Last June, Brazil, India and South Africa had formed the G3 to boost trade and combine their political muscle in world forums like the United Nations. Now, President Luiz Inacio Lula da Silva of Brazil thinks the group can be expanded.
"We dream that in the near future it will be a G5, which will be with Russia and China," President da Silva told reporters on 27 May during his trip to China. "We want to build a political force capable of convincing rich nations...they can ease their protectionist policies and give access to the so-called developing world."
The United States, however, is unimpressed.
"We need to focus on the substance [of talks], not what the gamesmanship is," US Commerce undersecretary Grant Aldonas told reporters in Brazil's Congress when he was asked for his opinion of President da Silva's proposal. "Whatever the grouping is that's not that much of a concern."

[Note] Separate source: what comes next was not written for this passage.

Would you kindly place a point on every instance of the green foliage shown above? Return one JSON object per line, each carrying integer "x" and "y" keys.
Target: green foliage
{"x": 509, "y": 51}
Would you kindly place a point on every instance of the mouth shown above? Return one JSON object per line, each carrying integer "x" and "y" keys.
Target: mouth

Even if the G5 proposal does not make any headway, President da Silva's visit to China may already have. His delegation of eight cabinet ministers, six state governors and 450 business leaders has already sealed a number of commercial agreements. These include US$5 billion worth of deals for Brazil's CVRD group, the world's largest iron ore exporter, and an accord that will see Brazilian and Chinese oil companies working together in South Asia, Iran and South America.
As it is, Brazil and China -- the two biggest economies in the developing world -- have already seen trade between the two nations grow five-fold between 2000 and 2003 to a value of US$8billion.